Immigration looked bad at Seattle and got worse. Big lines along fenced in paths leading to great new innovation: machines to read our visas. When we finally reached one (while the immigration cops at their desks watched bored with nothing to do it accepted my passport at only the third pass but balked Linda's and just packed up. Puzzlement so eventually we were pulled over to a bored officer. Again he got mine but balked at Linda's so we were shepherded to a detention room to sit and watch officers looking at bigger screens muttering. By this time all our fellow passengers had gone. 
Shuttles into back room and hushed conversations from which Linda heard "been refused entry" It turned out that in 2004 she'd got an ester but too late to lose it so it had been revoked and another issued. In their bureaucratic terms that was a refusal but she didn't know that ( who would unless they're told) so on her latest application she' said she'd never been refused entry and had therefore lied.an officer might have coped but the machine couldn't and these guys couldn't either. It was a matter of discretion and these guys didn't have any.
They patiently explained the problem but couldn't decide what to do.Official America is very bureaucratic. But they wanted to go home. We couldn't be sent back so eventually they let us in to an empty baggage hall ( where ours were the only two cases left warning us that the same thing would happen again if we came back to US. No point in arguing. No point in loosing one's temper or pointing out how daft it was.No status to pull any longer. Just age and that did no good.

We struggled exhausted to the light rail.Thank God we didn't get a taxi. Seattle was hundreds of miles away. Taxi to hotel or rather mausoleum out for beer (Americans don't understand larger and lime) then bed buggered.
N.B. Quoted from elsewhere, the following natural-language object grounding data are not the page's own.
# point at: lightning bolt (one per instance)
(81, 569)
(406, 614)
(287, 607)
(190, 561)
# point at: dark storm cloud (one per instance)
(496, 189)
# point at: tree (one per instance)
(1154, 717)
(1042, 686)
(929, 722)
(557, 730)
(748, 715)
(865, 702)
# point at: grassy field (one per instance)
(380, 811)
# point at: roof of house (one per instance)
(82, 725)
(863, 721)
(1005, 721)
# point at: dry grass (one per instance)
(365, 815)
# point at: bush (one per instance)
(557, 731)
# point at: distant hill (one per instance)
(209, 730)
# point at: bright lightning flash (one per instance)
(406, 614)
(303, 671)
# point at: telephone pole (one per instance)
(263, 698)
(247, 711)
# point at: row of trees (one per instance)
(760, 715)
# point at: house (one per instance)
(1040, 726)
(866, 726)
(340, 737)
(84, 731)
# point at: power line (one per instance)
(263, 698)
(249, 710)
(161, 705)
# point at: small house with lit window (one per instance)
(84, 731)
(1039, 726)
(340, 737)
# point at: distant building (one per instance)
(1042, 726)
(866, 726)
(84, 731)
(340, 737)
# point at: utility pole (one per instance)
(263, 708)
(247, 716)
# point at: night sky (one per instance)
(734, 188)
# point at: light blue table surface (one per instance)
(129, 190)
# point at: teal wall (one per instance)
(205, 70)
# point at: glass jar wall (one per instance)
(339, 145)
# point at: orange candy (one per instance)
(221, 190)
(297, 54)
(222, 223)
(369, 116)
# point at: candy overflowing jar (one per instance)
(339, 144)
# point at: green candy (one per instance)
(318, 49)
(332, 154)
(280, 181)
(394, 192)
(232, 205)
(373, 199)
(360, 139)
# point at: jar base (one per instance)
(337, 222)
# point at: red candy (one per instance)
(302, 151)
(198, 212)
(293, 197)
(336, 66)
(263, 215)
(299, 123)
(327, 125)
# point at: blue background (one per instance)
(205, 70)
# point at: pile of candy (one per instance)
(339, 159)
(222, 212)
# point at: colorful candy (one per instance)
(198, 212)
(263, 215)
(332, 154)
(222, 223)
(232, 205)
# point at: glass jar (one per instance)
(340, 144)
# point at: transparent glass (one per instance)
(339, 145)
Friday  30 May Out for brekkie so then fish market where fish stalls have given way to flowers (fleury du mal at $2 a stem ) and no one's buying fish but hundreds are photographing them( a shame because most of their heads have been cut off so they're not at their loveliest) Locals stride purposefully. Visitors waddle-I lumber) while Linda looks vainly for a T Mobile shop in a tatty area where you only find flower and knickknack shops. Back to hotel to rest until we find enough energy for lunch and resuming the restless search for T Mobile. Can't ring them up to ask where they are until we find them to make our phones work. Beginning to find Seattle uncharming

Buggered. But not missing the Queen's speech just feeling happy not to be there running round in small speeches, attacking the Tories and railing at the follies.It all looks such a waste of time from here.Our daft electorate deserves all that's coming to it.